SHO Shaun Hergatt
Anyone who has partaken in Restaurant Week more than once quickly realizes that it’s generally not worth it. In the past I’ve always ended up ordering off the regular menu, and now I rarely bother at all. It’s actually very easy to determine whether you should bite or not—is it an expensive restaurant or not an expensive restaurant?
A few friends recently wanted to eat barbecue and none of us had been to Wildwood. Did we want to spend $35 apiece for an appetizer like fried green tomatoes, an entrée such as spare ribs and a chocolate molten cake when “Three Little Pigs,” a porky triumvirate of thick bacon, pulled pork, spare ribs and two sides (I chose baked beans and collard greens) was enough food for two meals and cost $21.95?

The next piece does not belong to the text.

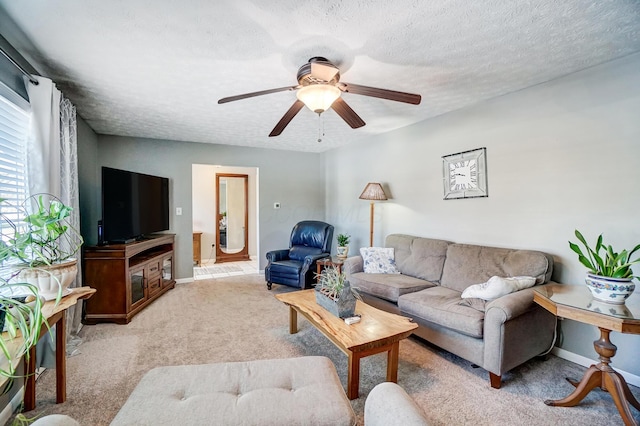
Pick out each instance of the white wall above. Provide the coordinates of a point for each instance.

SHO Shaun Hergatt, on the other hand, is a mysterious (literally—it’s been covered in scaffolding for eons and has that ‘80s Shogun black lacquer, red accents, land of the rising sun vibe) upscale restaurant that I walk by every single day but have never felt compelled to visit. I know the chef is Australian and that he uses lots of imported exotica and gets flogged in The New York Times for being tone deaf and pricy when that’s not really true.
$69 isn’t an outrageous dinner prix-fixe, the Restaurant Week $24.07 lunch was a bargain and would not be a rip off at its normal $35. My own hesitation stemmed from the Wall Street location and odd placement in a maligned condo with my favorite tagline: The Setai. There’s no word for it in English. I associate the neighborhood with work, not leisure.

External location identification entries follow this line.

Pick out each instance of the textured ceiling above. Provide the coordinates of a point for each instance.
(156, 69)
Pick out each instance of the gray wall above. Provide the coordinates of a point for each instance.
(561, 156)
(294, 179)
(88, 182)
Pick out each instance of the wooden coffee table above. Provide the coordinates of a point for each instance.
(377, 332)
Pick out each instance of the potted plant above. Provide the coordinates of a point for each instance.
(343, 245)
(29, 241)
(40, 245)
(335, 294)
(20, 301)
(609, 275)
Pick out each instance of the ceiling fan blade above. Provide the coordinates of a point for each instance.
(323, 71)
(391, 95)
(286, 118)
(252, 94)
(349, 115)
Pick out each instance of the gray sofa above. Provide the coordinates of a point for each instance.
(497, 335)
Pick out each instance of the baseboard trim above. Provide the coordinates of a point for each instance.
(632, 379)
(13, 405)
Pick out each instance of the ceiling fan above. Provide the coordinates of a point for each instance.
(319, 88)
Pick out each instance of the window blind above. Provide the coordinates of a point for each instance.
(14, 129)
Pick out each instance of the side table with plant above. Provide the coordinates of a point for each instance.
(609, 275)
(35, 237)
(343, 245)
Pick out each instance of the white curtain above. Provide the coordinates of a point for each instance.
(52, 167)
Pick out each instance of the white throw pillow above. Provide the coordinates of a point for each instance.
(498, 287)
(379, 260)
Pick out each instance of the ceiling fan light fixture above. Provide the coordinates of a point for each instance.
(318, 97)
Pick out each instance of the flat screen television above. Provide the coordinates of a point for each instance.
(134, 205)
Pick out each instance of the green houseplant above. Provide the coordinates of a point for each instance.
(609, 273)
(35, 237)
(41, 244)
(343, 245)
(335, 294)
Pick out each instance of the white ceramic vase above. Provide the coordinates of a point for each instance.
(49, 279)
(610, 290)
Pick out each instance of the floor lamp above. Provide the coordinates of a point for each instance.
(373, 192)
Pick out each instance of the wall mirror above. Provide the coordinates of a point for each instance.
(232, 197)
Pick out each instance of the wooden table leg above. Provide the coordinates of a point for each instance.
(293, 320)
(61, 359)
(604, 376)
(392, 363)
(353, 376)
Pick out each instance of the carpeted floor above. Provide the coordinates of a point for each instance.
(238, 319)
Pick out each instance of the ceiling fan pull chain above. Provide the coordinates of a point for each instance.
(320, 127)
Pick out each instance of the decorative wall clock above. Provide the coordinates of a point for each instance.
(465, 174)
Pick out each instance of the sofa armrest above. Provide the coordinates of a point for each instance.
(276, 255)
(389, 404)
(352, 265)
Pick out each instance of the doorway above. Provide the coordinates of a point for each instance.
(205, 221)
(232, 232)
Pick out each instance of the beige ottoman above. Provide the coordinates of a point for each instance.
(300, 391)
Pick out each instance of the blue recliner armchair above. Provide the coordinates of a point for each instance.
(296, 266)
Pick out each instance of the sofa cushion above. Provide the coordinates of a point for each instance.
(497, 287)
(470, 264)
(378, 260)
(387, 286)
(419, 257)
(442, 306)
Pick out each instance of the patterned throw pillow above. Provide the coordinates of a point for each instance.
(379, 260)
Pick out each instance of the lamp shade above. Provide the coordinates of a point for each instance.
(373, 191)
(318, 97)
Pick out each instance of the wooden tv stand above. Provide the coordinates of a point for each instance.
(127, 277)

I had never heard of Petuna Farms, the purveyor of this ocean trout, and that is because it’s in freaking Tasmania. I’m totally un-locavore so the tartare and roe suited me just fine. I love seeing kalamansi on menus; I seriously thought it was going to be a break-out citrus in the mid-2000s but the Filipino fruit never made the mainstream jump like yuzu. The limey broth was tart, perhaps a touch too mouth-puckery, and slightly bitter in a grapefruit manner. The trout was rich enough to take it, though.
The hibiscus-and-acacia-honey glazed Long Island duck was served with an apple cider vinegar sauce, brussels sprouts, turnips and a gelatinous cube that I wanted to say was beets based on color but wasn’t particularly beety. In both dishes the equation was unctuous+tart+bitter.

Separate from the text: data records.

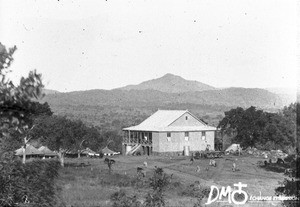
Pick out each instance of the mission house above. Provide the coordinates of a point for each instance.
(169, 132)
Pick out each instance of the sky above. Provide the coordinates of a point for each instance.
(106, 44)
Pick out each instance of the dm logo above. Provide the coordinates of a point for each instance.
(228, 192)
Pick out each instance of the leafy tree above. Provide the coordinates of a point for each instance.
(62, 135)
(256, 128)
(31, 184)
(159, 183)
(16, 105)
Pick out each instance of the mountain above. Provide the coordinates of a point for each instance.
(49, 91)
(170, 83)
(286, 94)
(131, 104)
(231, 97)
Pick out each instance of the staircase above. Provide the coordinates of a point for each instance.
(134, 149)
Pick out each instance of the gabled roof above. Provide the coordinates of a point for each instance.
(162, 119)
(105, 150)
(88, 151)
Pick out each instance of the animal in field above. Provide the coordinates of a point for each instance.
(140, 171)
(109, 163)
(280, 161)
(233, 167)
(192, 160)
(198, 169)
(213, 163)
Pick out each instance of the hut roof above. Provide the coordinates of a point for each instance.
(105, 150)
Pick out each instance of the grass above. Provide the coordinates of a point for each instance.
(91, 184)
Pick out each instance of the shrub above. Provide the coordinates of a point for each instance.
(291, 187)
(196, 191)
(32, 183)
(120, 199)
(197, 155)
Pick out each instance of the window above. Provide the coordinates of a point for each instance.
(169, 136)
(203, 136)
(186, 136)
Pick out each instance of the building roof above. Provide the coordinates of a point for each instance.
(46, 151)
(88, 151)
(105, 150)
(162, 119)
(30, 150)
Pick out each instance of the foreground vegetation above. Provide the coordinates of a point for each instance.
(34, 183)
(92, 185)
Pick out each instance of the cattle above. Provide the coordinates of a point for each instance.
(109, 163)
(192, 160)
(233, 167)
(140, 171)
(213, 163)
(198, 169)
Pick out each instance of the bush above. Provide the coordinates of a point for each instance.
(196, 191)
(120, 199)
(32, 183)
(197, 155)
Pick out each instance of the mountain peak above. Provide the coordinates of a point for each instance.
(170, 83)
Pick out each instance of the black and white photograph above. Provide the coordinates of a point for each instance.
(149, 103)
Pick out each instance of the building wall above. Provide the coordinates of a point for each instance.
(155, 141)
(186, 120)
(178, 142)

I’ll order anything butterscotch and was curious how they meant "parfait." Clearly, this was a modern scattered dessert not a composed chilled treat in a tall glass. The tawny poof looked like a marshmallow but was cold and creamy like ice cream, fluffy. Honeycrisp apples were used for sweetness while the sorbet was pure green apple. More of that tartness. This more like an apple crisp than a parfait.
I rarely talk wine, but if you are curious I had a glass of Lachini Vineyards 2007 pinot gris, then returned to work and saw Eric Asimov had just written about Oregon pinot gris being kind of boring. True enough, I had already forgotten what my wine tasted like 15 minutes later.
If I had a personal chef I would like small, powerfully flavored portions of food for lunch every day instead of my usual light, soul-crushing soup or salad.